Major online travel agencies are seeking to reverse a federal court’s public disclosure of how they calculate their service fees when selling hotel rooms using the merchant model.
The OTAs for a decade have bundled their “taxes and fees” when consumers book hotel rooms on a merchant model basis because the OTAs sought to hide their margins out of competitive concerns. In so doing, consumers are kept in the dark about how much taxes they are paying and how much is allotted for service fees.
But in handing the OTAs a $20.6 million or more defeat in the City of San Antonio vs. Hotels.com class-action lawsuit, Judge Orlando Garcia made several revelations, which the OTAs may consider confidential.
In filing an advisory motion on July 5, four days after the judge’s ruling, the defendants cited one of the revelations that they deem should be confidential. “For example, the court disclosed the method and manner that Hotels.com calculated its service fee…” the OTAs stated.
As part of its ruling, the court, citing testimony, disclosed that:
- For around 11 years, “Hotels.com’s service fee was calculated by taking the markup or margin and multiplying it by the tax rate.”

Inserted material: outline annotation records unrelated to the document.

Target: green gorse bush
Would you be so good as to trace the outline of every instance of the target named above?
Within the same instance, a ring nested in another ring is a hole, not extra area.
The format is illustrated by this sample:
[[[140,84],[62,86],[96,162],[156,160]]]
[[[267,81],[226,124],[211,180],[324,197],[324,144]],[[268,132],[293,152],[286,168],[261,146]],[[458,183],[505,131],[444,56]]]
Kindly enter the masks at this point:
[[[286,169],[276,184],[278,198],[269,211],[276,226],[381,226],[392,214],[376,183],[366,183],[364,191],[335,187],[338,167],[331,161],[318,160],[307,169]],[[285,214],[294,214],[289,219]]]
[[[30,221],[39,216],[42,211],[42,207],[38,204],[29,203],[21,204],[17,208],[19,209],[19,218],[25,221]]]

- “For six years, Travelocity’s variable surcharge was calculated by taking the markup amount and multiplying it by the tax rate, resulting in the same amount that the Cities contend should have been paid in taxes…. In November 2008, the variable surcharge was dissolved and the fixed service fees went from 2.61 to 5.5%.”
- Expedia, too, used an adjustable service fee that equated to the amount the cities deemed they were owed on Expedia’s markup.

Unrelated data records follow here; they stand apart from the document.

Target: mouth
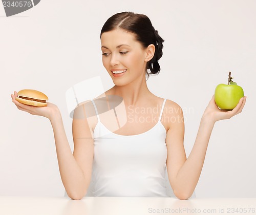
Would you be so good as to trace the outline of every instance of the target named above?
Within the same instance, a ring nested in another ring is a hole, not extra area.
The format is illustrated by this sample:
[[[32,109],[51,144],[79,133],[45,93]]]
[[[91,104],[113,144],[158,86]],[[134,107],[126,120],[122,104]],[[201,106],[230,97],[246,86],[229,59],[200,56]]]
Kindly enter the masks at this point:
[[[112,72],[113,74],[120,74],[120,73],[123,73],[124,72],[125,72],[127,71],[127,70],[111,70],[111,72]]]

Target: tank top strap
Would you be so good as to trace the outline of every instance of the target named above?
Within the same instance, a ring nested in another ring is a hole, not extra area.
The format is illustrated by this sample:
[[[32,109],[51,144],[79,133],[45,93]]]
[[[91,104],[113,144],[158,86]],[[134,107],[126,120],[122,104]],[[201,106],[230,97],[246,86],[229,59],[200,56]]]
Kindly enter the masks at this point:
[[[98,110],[97,110],[97,107],[95,104],[95,102],[94,102],[94,100],[93,99],[91,99],[91,101],[92,101],[92,102],[93,104],[93,106],[94,106],[94,110],[95,110],[95,112],[96,113],[96,116],[97,116],[97,118],[98,119],[98,121],[100,122],[100,120],[99,119],[99,113],[98,112]]]
[[[164,105],[165,104],[165,102],[166,101],[166,99],[164,99],[163,102],[163,104],[162,105],[162,109],[161,109],[161,112],[160,112],[160,115],[159,116],[159,119],[158,120],[159,121],[161,121],[161,119],[162,118],[162,115],[163,114],[163,109],[164,107]]]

In their advisory motion, the online travel agencies alleged that the court erroneously disclosed confidential information that was part of a protective order and a pending motion to redact the transcript of the trial.
The defendants therefore asked the court to “temporarily” seal the judge’s July 1 ruling, which already has been made public.
The defendants asked the court to seal the ruling “immediately” because they realize it would be used in other court cases around the country and then they would have to file similar motions to block the revelations of what they consider to be confidential information in those courts.
In his July 1 ruling, the judge stated that the OTAs, when selling hotel rooms in Texas, should collect taxes on the retail rate and transparently disclose their taxes and fees. If they did so, then there would be no mystery concerning how they calculate the service fees they charge.
But, the OTAs plan to appeal the judge’s ruling about their hotel tax liabilities.
The court on July 1 also disclosed several items about OTA-hotel contracts that the OTAs assuredly didn’t want to see in the public domain.
Among them, the court revealed:
- The 2006 Expedia-Marriott contract and an Expedia agreement with InterContinental Hotels barred the hotels from advocating that the online travel agencies should collect tax on their markups.
- In the run-up to InterContinental Hotels’ withdrawal from Expedia in 2004, InterContinental Hotels pressed Expedia to transparently display taxes and fees. Expedia and sister company Hotels.com refused to do so, and the hotel group didn’t do business with the two for a couple of years.
- Although the OTAs claim the wholesale rates they get from hotels are confidential, OTA-hotel contracts, “with rare exception,” include “parity and most favored nation clauses and the various OTCs have the same wholesale or net rate with the hotels and/or hotel chains.”
- Expedia and Hotels.com collected taxes on the retail rate when selling hotels using the merchant model for a short period, ending in 2002.
The court also provided a possible glimpse into the online travel agency e-commerce world in the event that they are forced to pay taxes on their margins when selling rooms using the merchant model.
The judge noted that: “The OTCs (online travel companies) concede that they currently make enough revenue through their markup and service fee to charge taxes on the margin and still make a considerable profit.”
In the event that the OTAs had to pay taxes on their margins, they simply would pass on the additional taxes to the consumer, the judge quotes a Travelweb (Priceline) official as testifying.